Now on to the good stuff. No, this isn’t Dave Ramsey’s 1) Get that Emergency fund, 2) Set up that 3–6 months of expenses, 3) Pay off that debt! These are other steps that I think will help you accomplish those goals. Perhaps at a slower pace, but at a potentially better end result. These have been the best financial decisions I’ve made, even though I haven’t always followed them, and why you need to make them.

  1. Open that long term and short term investment account
    > Dave Ramsey said wait, pay it all off then start. But at the same time, he shows how starting this early can reap 10 fold later on. You can always look into Acorns, or somewhere to start. My first investment account I did $50 a month.
  2. Put some money in not so easily accessible accounts
    > Clarity Money an app, has a nest egg fund, so does Simple and many more, that allows you to just throw small amounts of money away in an easy to access, but just slightly out of the way place to keep you from spending it. Use that to your advantage. If you know you can put $10 a week away, you’ll have $520 at the end of the year.
  3. Start out with a Credit limit 1/2 of your monthly income
    > If you’re starting out, have no credit, and need to establish credit guess what? The best way to keep yourself out of trouble is to make sure you keep your potential limit to half of your monthly income. So if you make $3,000 either one or your total credit limit equaling $1,500. It’s bad to use 100% of your credit because guess what? Interest if a monster. That is why if you can always potentially pay off your card(s) twice over, especially while you get in the habit and discipline of paying off those cards you’ll be safer.
  4. Budget, Budget, Budget
    > This one has killed me every single way I’ve done it. Either I didn’t have money to budget because I was paying for school, or I had money, but budgeted so badly that I ended up with $1,000+ a month of “unbudgeted” money. Tell a shop-a-holic they have at least $1,000 to blow every month without consequence… and what do you get? No savings. 
    >> You should also Budget for the sake of never getting out of the habit. I went from making $3,000-$4,000 a month to nothing for 9 months, and then $600 a month for the next 2.5 years in college (round 2).
  5. Put $50 into stock apps like Robinhood
    > Honestly this one is just good to learn about. If you can put $50 into a stock app such as Robinhood and play with the market. It helps you understand global markets, what the economy is doing, and you have the potential to make a pretty penny… or lose it all.

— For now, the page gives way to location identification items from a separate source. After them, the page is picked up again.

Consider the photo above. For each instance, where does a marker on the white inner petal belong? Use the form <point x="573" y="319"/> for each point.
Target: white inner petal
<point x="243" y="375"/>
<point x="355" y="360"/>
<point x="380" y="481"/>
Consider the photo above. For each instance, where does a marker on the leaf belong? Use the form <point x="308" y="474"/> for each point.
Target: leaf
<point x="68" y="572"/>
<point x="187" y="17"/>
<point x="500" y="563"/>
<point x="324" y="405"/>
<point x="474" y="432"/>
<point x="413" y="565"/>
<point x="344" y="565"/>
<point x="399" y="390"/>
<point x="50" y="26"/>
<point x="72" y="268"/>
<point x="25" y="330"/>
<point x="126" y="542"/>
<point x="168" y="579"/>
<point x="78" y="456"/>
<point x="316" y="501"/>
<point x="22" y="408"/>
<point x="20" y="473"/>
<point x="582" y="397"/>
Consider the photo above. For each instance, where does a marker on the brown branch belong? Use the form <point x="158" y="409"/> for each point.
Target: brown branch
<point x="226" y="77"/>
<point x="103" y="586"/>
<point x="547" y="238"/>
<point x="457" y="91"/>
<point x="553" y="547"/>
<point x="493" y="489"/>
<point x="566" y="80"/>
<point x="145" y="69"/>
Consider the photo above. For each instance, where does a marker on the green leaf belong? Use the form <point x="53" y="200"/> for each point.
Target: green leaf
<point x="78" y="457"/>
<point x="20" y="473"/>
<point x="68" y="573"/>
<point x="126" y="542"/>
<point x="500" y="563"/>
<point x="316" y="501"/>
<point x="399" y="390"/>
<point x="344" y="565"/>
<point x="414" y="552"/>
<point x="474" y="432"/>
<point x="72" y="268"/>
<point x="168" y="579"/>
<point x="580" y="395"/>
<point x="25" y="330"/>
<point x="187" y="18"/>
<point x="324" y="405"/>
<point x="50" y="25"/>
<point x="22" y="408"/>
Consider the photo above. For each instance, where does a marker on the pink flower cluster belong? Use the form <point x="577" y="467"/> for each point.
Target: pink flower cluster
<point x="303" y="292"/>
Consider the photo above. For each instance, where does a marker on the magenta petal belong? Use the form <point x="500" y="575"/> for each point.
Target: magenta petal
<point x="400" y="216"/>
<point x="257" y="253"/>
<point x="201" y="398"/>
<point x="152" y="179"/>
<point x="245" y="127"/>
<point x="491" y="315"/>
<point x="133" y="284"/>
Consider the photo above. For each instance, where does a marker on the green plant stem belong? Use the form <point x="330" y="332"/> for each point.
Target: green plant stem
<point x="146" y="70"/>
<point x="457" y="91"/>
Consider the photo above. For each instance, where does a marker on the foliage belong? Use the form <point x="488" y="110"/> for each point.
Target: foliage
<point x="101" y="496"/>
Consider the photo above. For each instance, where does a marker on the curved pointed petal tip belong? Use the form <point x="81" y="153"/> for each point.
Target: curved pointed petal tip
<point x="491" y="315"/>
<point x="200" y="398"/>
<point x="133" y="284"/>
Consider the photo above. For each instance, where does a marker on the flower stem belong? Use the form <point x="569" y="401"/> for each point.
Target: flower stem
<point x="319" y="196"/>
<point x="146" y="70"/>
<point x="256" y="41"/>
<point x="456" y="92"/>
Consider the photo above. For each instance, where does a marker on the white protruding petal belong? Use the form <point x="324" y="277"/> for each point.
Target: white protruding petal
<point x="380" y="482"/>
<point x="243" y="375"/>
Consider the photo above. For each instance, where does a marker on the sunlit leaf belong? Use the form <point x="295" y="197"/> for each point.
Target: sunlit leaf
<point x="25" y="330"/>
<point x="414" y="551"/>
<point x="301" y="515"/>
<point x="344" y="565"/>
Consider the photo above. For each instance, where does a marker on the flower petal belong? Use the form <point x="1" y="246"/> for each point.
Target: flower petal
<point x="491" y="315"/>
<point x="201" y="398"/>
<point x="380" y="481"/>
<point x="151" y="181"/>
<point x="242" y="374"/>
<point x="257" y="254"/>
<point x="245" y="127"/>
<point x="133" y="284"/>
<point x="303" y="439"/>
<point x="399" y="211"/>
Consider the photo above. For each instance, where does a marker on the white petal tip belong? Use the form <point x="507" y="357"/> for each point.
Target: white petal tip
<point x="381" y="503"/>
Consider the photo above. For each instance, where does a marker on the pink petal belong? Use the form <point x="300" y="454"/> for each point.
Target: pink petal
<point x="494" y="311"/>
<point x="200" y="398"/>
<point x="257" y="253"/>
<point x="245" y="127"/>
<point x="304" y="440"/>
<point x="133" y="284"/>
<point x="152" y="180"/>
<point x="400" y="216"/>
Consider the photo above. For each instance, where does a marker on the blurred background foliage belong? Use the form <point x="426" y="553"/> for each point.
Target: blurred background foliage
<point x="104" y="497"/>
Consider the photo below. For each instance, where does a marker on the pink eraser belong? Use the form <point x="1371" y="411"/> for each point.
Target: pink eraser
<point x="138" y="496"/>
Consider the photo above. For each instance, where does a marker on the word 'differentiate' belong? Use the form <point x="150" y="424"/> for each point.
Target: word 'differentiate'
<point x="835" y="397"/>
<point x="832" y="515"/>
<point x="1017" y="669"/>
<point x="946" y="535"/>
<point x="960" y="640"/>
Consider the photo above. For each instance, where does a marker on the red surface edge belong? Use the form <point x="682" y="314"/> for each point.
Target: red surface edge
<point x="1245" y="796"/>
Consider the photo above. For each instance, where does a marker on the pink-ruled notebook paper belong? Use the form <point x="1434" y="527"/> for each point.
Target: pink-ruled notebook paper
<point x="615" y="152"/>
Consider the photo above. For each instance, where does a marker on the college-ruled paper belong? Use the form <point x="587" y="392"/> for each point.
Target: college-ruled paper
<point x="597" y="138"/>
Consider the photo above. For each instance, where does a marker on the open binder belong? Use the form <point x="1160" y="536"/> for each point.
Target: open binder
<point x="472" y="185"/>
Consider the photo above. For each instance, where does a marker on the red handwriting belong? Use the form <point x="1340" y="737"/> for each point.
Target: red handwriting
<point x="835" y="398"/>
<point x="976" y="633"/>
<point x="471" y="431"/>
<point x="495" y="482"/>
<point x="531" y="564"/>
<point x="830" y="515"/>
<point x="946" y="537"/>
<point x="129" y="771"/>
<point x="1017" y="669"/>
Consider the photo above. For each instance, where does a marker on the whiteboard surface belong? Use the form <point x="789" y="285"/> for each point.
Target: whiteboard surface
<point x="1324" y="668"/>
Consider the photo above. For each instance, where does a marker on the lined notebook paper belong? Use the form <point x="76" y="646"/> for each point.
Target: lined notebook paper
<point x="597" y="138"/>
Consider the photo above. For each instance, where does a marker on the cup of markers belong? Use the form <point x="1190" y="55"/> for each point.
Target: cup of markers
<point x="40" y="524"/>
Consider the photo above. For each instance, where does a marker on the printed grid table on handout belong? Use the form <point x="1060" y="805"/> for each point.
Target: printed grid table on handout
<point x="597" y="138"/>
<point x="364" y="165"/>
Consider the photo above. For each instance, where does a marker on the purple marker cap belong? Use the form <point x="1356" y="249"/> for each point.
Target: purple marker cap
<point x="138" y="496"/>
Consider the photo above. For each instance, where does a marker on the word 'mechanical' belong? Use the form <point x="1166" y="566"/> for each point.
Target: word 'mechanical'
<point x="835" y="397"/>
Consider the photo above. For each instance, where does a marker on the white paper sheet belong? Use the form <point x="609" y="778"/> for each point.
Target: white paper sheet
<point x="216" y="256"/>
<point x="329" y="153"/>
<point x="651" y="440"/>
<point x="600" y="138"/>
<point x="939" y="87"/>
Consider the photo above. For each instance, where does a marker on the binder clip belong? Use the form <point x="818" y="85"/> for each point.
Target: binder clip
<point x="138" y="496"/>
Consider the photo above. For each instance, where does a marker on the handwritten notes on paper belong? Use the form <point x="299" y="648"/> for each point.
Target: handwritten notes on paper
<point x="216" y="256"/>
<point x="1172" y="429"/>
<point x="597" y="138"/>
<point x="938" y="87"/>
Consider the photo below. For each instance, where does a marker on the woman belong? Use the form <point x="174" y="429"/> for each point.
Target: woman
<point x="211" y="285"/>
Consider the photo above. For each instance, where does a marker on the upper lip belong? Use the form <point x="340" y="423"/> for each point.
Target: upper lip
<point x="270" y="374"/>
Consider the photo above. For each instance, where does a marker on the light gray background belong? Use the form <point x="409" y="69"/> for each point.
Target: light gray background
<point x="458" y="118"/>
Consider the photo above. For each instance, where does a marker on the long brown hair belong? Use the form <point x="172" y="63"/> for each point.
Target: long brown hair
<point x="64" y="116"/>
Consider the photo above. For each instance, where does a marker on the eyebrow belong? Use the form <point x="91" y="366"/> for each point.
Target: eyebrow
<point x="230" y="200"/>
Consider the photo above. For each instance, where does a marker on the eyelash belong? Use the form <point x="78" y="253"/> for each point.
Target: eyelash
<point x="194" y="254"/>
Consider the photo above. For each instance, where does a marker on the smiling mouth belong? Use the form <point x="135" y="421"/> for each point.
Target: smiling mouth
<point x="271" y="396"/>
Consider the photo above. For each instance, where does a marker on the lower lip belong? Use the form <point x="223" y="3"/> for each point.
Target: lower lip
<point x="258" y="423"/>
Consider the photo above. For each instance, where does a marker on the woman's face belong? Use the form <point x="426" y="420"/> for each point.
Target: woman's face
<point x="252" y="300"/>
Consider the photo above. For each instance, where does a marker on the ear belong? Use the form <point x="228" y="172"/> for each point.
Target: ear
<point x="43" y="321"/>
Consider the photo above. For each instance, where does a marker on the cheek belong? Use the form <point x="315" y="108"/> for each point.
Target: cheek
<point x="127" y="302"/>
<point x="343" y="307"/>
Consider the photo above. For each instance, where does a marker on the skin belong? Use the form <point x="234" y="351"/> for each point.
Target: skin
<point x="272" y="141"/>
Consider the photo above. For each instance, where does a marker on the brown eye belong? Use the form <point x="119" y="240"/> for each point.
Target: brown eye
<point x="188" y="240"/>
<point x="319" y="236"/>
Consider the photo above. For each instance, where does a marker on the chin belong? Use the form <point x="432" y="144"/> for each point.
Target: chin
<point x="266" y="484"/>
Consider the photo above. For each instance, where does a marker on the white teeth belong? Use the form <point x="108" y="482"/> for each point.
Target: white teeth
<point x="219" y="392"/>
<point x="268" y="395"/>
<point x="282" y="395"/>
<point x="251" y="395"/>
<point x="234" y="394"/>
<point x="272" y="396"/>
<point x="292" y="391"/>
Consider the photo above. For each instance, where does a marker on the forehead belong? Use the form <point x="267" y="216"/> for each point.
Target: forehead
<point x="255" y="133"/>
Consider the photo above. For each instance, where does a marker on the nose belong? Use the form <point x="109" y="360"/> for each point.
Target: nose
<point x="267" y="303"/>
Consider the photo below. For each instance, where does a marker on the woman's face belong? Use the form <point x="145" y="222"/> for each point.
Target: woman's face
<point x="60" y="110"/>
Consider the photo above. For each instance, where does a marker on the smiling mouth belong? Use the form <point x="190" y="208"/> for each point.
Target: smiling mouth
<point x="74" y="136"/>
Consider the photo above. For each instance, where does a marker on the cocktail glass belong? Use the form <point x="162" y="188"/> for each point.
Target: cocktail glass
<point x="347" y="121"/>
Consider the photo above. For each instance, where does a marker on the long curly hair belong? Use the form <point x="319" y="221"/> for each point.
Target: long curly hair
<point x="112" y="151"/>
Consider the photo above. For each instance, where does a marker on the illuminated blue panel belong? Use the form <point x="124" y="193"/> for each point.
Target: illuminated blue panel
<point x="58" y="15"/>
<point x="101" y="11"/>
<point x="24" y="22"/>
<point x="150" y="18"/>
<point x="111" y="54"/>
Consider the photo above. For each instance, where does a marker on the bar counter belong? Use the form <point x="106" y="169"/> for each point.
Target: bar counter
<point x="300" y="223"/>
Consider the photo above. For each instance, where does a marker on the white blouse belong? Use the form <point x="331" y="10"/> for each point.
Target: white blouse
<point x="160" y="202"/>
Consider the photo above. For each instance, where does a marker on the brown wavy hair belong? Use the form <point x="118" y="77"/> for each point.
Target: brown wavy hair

Before you go I’ll give you a final tip that recently I decided to follow with because a friend of mine who works for Northwestern Mutual helped me with it. Get life insurance. Do it. Should something happen to you, and you can’t work, who’s gonna pay the bills? You? If you have money stocked away for that, cool, why did you read this article? Here’s why you should be getting life insurance early: You can get in. Let me break this down how my friend did, the younger and healthier you are, have a chance of entering into a life insurance plan with significantly more ease than people later on. Think you have diabetes? Get life Insurance then get yourself checked out. Gonna have a baby? Get that life insurance before the baby pops out. You can upgrade your plan as life goes on, but you can’t always get in. The older you get, the more the company risks on you not paying a significant amount into the plan. For example, I pay less than $40 a month for a $500,000 Life Insurance plan. If I had signed up in better health, or even younger, I could potentially be paying less.

You get insurance for your car, your house, for all your precious things. But what about you, are you investing in yourself?